We were totally unorganized for the bus and almost missed it. I remember looking over at the clock and realizing there were just 5 minutes to spare. My eyes popped out of my head like pie plates as I thought “how the hell am I going to get 3 kids and all their stuff into the car and up the street in time?” I was frantically shoving snow pants, mittens, and lunchboxes into 3 backpacks. Let’s hope Tom doesn’t pull out Hadley’s purple mittens for recess or else it’ll be all over (he won’t wear pink or purple, he’d rather get frostbite). By the time we left the house, I felt like I had just completed an aerobics class I was sweating so much.

Tom has a pretty bad cold, so I cancelled a play date he had been looking forward to after school. He launched into a tirade, calling me names (dumb mom, poopy head mom), and bawling all the way to school.

Gordie forgot HIS backpack and lunch (yes, I said backpack, must be an I-was-raised-in-Vermont thing…) so I had to meet him with it.

When we dropped Hadley off to school, I picked her up to bring her in and she kicked (not on purpose) wet brown slush all over my sweatpants. I wish it were enough of an excuse to not be out exercising like I am supposed to be right now, but I am afraid it’s not.

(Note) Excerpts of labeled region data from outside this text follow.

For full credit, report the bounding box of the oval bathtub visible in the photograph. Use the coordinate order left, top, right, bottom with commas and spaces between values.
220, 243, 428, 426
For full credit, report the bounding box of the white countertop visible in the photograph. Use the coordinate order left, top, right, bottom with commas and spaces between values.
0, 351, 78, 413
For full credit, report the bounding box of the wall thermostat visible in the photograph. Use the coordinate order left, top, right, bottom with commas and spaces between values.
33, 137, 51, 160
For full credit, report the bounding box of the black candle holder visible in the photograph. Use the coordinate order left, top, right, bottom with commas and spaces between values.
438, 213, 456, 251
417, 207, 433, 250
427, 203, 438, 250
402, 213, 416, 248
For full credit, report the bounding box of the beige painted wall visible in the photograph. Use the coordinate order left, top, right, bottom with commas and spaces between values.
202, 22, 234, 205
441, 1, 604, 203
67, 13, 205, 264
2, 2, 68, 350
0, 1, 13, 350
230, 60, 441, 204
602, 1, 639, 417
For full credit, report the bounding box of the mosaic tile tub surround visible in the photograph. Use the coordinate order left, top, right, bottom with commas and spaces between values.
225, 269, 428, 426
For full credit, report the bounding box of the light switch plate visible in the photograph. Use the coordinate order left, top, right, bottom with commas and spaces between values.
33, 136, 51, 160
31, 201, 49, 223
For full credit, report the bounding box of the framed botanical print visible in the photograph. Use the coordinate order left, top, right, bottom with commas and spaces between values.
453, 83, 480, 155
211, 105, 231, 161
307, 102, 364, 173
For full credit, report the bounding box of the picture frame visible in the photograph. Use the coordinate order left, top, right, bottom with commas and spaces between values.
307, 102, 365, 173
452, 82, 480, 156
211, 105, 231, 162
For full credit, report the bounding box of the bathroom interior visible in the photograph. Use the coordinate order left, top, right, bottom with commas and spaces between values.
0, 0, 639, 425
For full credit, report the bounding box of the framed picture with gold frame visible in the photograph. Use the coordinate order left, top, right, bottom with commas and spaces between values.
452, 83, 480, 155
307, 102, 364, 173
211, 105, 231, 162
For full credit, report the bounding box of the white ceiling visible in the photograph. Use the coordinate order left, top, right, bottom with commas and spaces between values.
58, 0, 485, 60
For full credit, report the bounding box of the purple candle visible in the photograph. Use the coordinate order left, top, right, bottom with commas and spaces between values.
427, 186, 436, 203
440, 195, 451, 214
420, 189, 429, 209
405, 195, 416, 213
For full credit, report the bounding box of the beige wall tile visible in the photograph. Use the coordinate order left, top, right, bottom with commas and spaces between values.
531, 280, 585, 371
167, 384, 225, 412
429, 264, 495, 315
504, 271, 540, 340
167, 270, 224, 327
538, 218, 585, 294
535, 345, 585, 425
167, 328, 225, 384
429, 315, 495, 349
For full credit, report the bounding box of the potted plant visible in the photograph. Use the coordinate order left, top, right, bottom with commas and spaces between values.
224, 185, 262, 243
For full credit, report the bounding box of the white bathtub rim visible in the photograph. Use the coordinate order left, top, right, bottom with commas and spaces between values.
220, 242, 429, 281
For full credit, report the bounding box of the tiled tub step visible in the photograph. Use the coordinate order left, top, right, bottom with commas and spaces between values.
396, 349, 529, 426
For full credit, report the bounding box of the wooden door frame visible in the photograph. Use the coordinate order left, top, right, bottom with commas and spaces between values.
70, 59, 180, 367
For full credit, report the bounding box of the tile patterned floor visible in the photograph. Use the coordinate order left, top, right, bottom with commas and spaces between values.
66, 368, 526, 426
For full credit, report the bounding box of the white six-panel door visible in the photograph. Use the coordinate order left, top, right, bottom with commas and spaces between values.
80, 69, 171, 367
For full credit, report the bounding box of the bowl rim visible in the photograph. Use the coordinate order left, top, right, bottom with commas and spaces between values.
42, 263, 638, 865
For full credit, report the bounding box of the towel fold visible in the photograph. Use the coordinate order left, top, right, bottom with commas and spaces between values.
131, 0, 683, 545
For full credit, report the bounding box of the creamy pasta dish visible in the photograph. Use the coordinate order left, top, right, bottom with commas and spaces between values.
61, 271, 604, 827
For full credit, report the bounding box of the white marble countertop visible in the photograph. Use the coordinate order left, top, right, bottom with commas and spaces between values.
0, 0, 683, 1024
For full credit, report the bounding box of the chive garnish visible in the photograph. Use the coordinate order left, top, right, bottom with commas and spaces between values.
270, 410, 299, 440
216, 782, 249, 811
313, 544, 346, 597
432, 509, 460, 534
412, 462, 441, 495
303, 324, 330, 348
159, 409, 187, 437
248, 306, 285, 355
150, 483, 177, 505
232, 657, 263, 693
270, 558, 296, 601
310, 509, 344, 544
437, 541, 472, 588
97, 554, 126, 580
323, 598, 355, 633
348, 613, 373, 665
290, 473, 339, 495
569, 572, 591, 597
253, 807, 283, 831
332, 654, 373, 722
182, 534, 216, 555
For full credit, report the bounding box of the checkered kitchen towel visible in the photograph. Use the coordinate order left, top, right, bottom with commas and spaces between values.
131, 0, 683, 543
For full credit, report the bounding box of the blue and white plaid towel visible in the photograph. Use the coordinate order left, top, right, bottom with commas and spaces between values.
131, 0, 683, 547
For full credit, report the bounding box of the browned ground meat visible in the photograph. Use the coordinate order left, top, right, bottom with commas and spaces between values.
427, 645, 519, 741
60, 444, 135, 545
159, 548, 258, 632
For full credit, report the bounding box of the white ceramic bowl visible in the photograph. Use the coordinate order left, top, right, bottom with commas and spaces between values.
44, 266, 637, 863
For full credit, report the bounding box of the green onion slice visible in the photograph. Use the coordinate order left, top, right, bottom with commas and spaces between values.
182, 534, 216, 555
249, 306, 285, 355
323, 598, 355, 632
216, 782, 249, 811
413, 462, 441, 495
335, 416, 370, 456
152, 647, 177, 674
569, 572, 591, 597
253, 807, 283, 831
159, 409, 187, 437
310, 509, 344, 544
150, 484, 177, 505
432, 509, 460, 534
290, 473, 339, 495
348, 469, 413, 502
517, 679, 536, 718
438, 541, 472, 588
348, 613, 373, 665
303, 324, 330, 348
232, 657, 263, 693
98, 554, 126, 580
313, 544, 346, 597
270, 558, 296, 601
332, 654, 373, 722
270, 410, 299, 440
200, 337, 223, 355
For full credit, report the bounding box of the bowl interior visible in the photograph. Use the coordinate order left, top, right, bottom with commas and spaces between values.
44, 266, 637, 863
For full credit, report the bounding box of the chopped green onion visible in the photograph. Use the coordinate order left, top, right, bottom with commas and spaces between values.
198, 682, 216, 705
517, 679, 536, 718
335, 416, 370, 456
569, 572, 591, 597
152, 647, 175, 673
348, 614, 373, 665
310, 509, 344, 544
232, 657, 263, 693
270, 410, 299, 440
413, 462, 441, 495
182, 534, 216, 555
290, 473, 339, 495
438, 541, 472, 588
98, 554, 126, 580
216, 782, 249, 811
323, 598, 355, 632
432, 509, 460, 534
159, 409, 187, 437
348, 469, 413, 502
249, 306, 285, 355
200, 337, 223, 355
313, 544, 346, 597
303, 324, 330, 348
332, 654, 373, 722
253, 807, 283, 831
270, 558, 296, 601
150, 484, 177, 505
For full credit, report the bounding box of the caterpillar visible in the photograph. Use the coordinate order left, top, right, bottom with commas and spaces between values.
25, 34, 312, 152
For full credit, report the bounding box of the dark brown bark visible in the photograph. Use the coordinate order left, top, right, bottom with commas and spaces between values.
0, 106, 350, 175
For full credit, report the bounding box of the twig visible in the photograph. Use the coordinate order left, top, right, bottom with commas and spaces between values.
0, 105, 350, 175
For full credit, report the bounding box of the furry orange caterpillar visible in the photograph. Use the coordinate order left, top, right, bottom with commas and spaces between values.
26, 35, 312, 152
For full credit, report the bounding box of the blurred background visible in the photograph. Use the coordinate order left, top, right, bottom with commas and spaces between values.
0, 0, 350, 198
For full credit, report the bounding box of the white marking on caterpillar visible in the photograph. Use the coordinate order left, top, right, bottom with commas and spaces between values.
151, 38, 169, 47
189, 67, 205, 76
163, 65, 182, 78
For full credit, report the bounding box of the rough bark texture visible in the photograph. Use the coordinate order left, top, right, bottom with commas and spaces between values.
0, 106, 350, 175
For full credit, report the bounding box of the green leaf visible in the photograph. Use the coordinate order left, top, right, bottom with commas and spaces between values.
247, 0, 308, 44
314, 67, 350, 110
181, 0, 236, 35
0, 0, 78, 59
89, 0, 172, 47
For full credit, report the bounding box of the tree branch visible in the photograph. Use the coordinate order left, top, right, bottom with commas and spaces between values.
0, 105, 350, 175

Now I suppose I’ll deal with the rest what the day has in store for me. Here’s hoping I can keep all the wheels on the cart and coast along a bit. So if you ever think you’re the only one who feels like you’re on Cloud 9 some days and like you should be popping a couple of muscle relaxents in the preschool pick-up line on other days, call me. It’s a 50/50 shot I’ll be on the ledge too, and we can talk each other down!!